“Bah! Don’t say Italy or Crimea again till we reach the other side of the river,” interposed Somers, who was too seriously affected by the perils of their situation to be willing to listen to any of his companion’s hallucinations.

“Just as you please, Somers,” answered the captain, unmoved by the rebuff; “but, when I was doing scout duty before the battle of Magenta, I saw the advance of the Austrians coming up behind me. I crawled into a haystack, and remained there while the whole army of the Austrians, about four hundred thousand men, passed by me.”

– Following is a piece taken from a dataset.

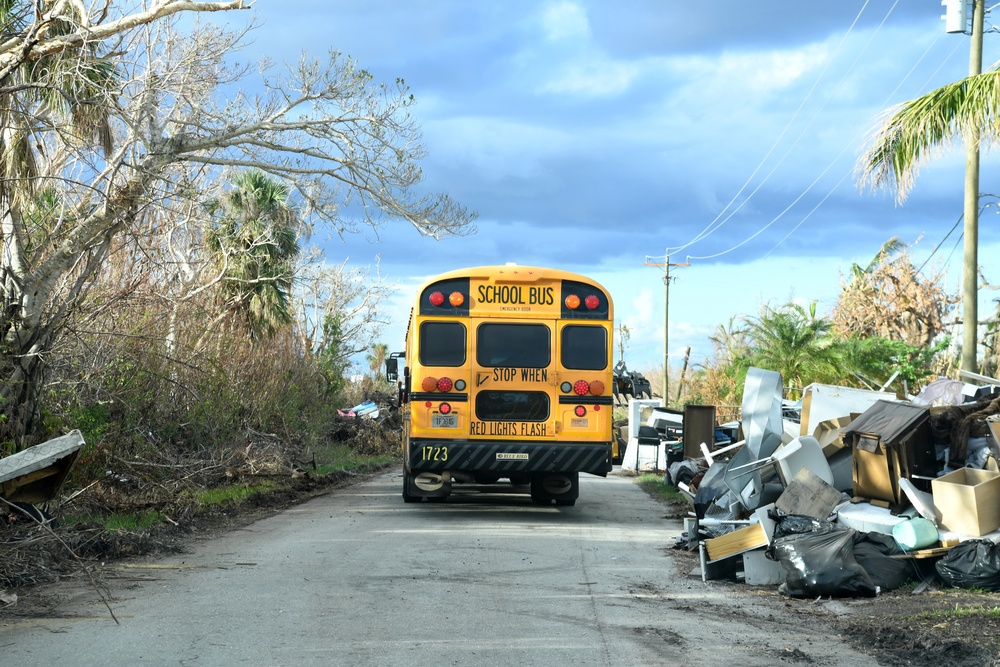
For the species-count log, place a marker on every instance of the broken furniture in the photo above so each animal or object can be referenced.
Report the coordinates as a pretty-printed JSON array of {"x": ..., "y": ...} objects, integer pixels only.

Somers could not but smile at the infatuation of his friend, who at such a perilous moment could indulge in such a vicious practice as that of inventing great stories. He did not even ask him how long it took the Austrian army to pass the haystack, whether they had haystacks in Italy, nor if it was probable that such an army would pass over a single road. He waited patiently, or impatiently, for the approach of the rebel cavalry, which soon reached the road near the bushes where they were hidden.

To his consternation, they came to a dead halt; and he could see the men gazing earnestly in the direction they had retired. Then half a dozen of the troopers entered the field, and rode directly towards the covert of bushes.

“We are caught!” whispered Somers.

“That’s so. Just after the battle of Palestro, when I——”

“Hush!”

“Hush it is,” replied De Banyan, as coolly as though he had been under his shelter tent on the other side of the James.

Taking a knife from his pocket, he began to cut away at a straight bush which grew near him, and was thus busily employed when the soldiers reached the spot. Somers stretched himself on the ground, and waited the issue of the event; deciding to let his companion, who had got him into the scrape, extricate him from it. The coolness of the captain, and the peculiar manner he assumed, convinced him that he had some resources upon which to draw in this trying emergency.

“Hallo, there!” shouted one of the troopers savagely, as though he intended to carry consternation in the tones of his voice.